Freier Jour­na­list und Fach­au­tor, unter anderem für die Fach­ma­ga­zine und Portale Brenn­stoff­spie­gel, Uniti; DW Die Woh­nungs­wirt­schaft und Immo­bi­li­en­wirt­schaft; Haufe-Lexware; Energie&Management; IVV, Huss Medien; Motor­tech­ni­sche Zeit­schrift und Sprin­ger­Pro­fes­sio­nal; Sprin­ger Fachverlag; SHK Profi und tab, Bau­ver­lag; stadt+werk, k21

1 Kommentar

  1. jogi54

    1984 lässt Grüßen. Wenn die Möglichkeit besteht, von Ferne diese Daten abzu­greifen, dann sind wir nicht mehr weit davon weg, dass per Gerichts­be­schluss Wohnungen auch über den Strom­ver­brauch überwacht werden können.
    Na ja – mich wahr­scheinlich eher nicht, da mit PV + Stir­ling­mo­tor­heizung (in Planung für 2016) der Strom erzeugt und in sehr großen Batte­rie­anlage (20/​16kWh/​3x5kW WR, >3000kWh/a)gespeichert (Über­schüsse werden einge­speist), und nur noch Gas bezogen wird. Und auch da wird es nichts zu sehen geben, die Wärme wird in einem Puffer­speicher zwischen­ge­lagert. Das führt dann zu ziemlich langen Lauf­zeiten (z.B. 9h Ein, 7h Aus), aus denen z.B. WW Nutzung zeitlich nicht heraus­zu­lesen ist.

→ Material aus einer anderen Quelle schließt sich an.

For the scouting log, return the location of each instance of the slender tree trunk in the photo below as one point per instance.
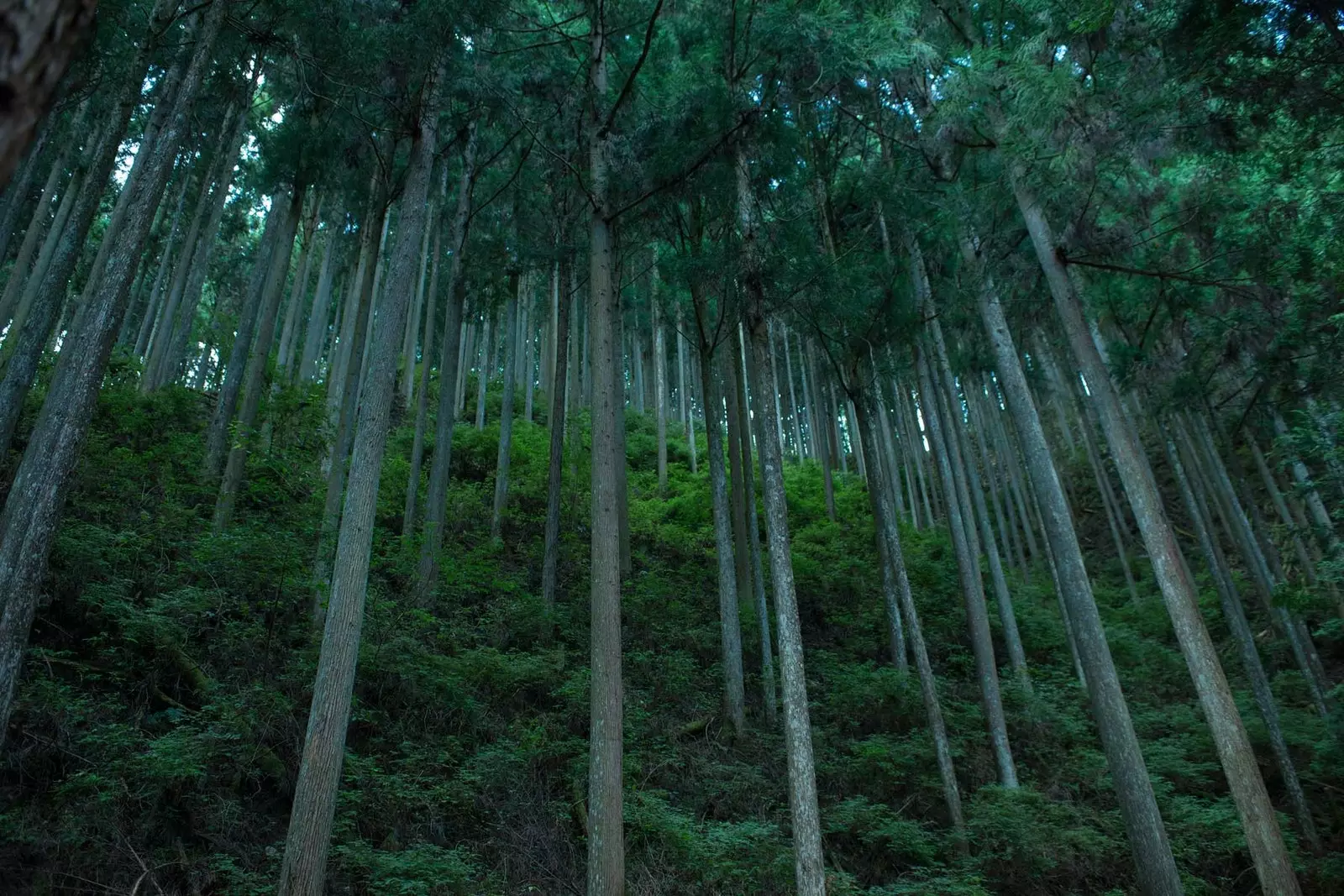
(33, 506)
(175, 349)
(972, 587)
(423, 391)
(894, 569)
(358, 311)
(302, 869)
(730, 574)
(1198, 508)
(319, 316)
(483, 372)
(507, 406)
(808, 864)
(450, 378)
(1148, 841)
(660, 385)
(605, 825)
(255, 375)
(217, 436)
(793, 399)
(768, 683)
(1261, 828)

    Um den eigenen Verbrauch zu analy­sieren, reicht auch ein einmal gekaufter Zähler, den man entspre­chend intel­ligent macht. Wer eine PV Anlage hat, beschafft sich dafür z.B. nen sma Homemanager.

    Zu mir kommt auch seit Jahren kein Ableser mehr, da ich mindestens vier­tel­jährlich meine Verbrauchs­daten über Netz beim Versorger eintrage.

    Über Ände­rungen an der Anlage und sich daraus erge­benden Ände­rungen des Bezugs infor­miere ich den Versorger zeitnah, z.B. die Isolierung des Hauses, was die Redu­zierung des Gasver­brauchs von 28.000kWh/a auf 9.000kWh/a zur Folge hatte. Ich kann mir schon vorstellen, dass bei einem solchen Einbruch der Liefer­menge jeder Computer Amok läuft.

    Ande­rer­seits kann ich aus der Ferne sehen, wann und wie oft mein Sohn duscht, wann er zu Hause ist, wann an der Uni etc. . Aus Verlaufs­daten kann man sehr viel heraus­lesen… ein smart metering, das über die einmalige Über­tragung des Zähler­stands pro Jahr hinausgeht, macht die meisten Verbraucher zu gläsernen Menschen !!!